I am just starting out with Dancer::Session::Cookie, and I have run into some behavior that I am not expecting. I put together a simple Perl Dancer app to authenticate using Authen::Simple::ActiveDirectory. My routes are below.

package auth;
use Dancer ':syntax';

our $VERSION = '0.1';

get '/' => sub {
    template 'index', {user => session->{user}};
};

hook 'before' => sub {
    if (! session('user') && request->path_info !~ m{^/login}) {
        var requested_path => request->path_info;
        request->path_info('/login');
    }
};

get '/login' => sub {
    # Display a login page; the original URL they requested is available as
    # vars->{requested_path}, so could be put in a hidden field in the form
    template 'login', { path => vars->{requested_path} };
};

post '/login' => sub {
    # Validate the username and password they supplied
    my $ad = Authen::Simple::ActiveDirectory->new( 
        host      => 'host',
        principal => 'example.com'
    );

    if ($ad->authenticate( params->{user}, params->{pass} )) {
        session user => params->{user};
        redirect params->{path} || '/';
    } else {
        redirect '/login?failed=1';
    }
};

get '/logout' => sub {
    session->destroy;
    redirect '/';
};

true;

I am able to successfully log in and create a session. My username is placed on the main page after login, and I have a link to the /logout route. When I click on that link, the route is executed (I confirmed this in the debugger), but I am returned to the main page with my username still displayed. I would expect to be returned to the login page since no session exists. Any ideas why Dancer is behaving this way? Have I misunderstood how sessions work?

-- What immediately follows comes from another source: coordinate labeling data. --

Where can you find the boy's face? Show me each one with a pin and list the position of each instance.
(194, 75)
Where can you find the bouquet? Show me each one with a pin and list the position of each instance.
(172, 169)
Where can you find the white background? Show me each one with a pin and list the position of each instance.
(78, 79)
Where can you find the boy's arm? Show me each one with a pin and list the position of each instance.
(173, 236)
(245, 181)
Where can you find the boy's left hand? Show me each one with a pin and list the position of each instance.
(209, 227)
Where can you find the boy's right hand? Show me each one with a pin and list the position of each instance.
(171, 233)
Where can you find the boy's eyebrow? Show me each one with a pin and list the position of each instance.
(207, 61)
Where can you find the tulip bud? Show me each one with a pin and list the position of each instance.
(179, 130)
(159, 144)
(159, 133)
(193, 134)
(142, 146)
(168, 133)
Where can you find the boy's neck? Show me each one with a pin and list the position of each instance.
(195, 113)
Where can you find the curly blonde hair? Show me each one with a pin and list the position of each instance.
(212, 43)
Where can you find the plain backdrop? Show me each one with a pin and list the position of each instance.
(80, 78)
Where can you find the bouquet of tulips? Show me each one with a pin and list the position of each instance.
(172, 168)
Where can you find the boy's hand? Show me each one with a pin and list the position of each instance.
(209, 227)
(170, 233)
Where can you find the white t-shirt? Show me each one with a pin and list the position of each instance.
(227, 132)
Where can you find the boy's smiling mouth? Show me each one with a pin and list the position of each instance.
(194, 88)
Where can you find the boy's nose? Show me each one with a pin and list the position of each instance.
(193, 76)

I haven't used Dancer::Session::Cookie before, but it looks like the destroy method isn't right - it's just deleting the cookie entry from the parsed hash on the server end, but that doesn't ever get communicated back to the browser.

In place of the call to session->destroy try this:

cookie session->session_name => '', expires => '-1 day';

That's the belt-and-suspenders approach - it empties the cookie and sets the expiration time to occur in the past.